Disrupting kinase cascades
Immune reactions, such as allergic conjunctivitis, occur as a series of cellular events, all of which represent points of therapeutic intervention. One of these points is the IgE receptor-triggered, mast-cell degranulation and histamine release that is catalyzed by spleen tyrosine kinase (Syk).2
Syk inhibitors have been touted as potential therapies for blood cell cancers, allergic asthma, and allergies in general. There are a number of small molecule, Syk-targeted compounds in clinical stage testing, and trials involving allergic disorders are expected in the near future.
Kinases are key metabolic regulators and it is not surprising that many kinase inhibitors have therapeutic potential. Drugs–such as Imatinib (Gleevec, Novartis), an important therapy for chronic leukemias and stromal tumors–recently were shown to be an effective inhibitor of mast-cell growth–and a potential treatment for allergic asthma and other allergic conditions.3
Another kinase in the crosshairs is IkK-beta, a key player in pro-inflammatory signaling. Inhibitors of this kinase, such as SAR113945 (Sanofi), have been tested as treatments for osteoarthritis. Similar compounds may have a role in chronic allergy therapy.

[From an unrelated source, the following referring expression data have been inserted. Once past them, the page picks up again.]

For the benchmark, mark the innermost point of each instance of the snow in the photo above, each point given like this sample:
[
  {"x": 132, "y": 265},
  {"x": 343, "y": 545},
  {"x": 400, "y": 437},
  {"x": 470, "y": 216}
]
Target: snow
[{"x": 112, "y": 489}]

Lastly, there is the potential for ROCK kinases inhibitors and the MAP kinases. Both are therapies for different disorders from glaucoma to various neoplasias. The focus of these molecular compounds are best suited to an empirical assessment of efficacy in ocular allergy and inflammation.

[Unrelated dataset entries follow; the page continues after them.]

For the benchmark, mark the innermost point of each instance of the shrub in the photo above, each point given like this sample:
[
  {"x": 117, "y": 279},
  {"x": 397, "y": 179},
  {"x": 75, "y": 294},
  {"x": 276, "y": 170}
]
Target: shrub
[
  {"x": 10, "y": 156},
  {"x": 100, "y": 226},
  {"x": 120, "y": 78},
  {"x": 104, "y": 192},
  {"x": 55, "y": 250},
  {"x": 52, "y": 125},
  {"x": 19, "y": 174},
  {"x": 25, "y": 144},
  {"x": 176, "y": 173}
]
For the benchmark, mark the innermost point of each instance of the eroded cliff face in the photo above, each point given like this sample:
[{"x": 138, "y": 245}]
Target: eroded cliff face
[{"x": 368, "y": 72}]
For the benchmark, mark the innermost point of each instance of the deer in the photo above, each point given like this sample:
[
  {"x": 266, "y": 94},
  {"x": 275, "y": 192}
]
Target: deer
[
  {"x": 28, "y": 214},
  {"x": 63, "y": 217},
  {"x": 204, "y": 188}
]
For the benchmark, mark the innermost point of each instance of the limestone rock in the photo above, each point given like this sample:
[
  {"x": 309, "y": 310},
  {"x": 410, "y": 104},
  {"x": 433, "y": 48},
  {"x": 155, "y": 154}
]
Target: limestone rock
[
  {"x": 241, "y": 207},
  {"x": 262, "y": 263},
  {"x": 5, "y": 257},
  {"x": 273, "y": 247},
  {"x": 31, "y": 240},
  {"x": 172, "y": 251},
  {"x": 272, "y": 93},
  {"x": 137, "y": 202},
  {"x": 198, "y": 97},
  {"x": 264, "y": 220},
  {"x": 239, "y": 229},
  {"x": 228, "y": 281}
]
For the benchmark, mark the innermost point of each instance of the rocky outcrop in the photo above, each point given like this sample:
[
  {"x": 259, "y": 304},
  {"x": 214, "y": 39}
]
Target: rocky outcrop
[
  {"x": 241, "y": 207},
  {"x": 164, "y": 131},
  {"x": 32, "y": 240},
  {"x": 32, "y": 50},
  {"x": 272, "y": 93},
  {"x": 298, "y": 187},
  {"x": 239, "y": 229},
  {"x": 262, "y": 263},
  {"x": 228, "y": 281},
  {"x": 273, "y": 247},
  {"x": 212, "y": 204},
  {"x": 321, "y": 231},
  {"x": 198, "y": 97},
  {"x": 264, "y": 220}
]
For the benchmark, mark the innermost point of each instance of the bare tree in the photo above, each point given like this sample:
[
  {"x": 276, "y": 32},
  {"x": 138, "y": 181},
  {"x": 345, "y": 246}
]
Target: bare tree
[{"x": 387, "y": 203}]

On a different front, efforts to unravel the mechanisms of action for compounds derived from natural products used as allergy treatments (such as flavonoids, stilbenes, and curcuminoids)4 have narrowed the focus to a common, mast-cell stabilization effect.
This was demonstrated by in vitro studies in basophilic cell lines. Given the common mechanism in several popular herbal preparations, a revival of interest in mast cell stabilizers may be on the horizon.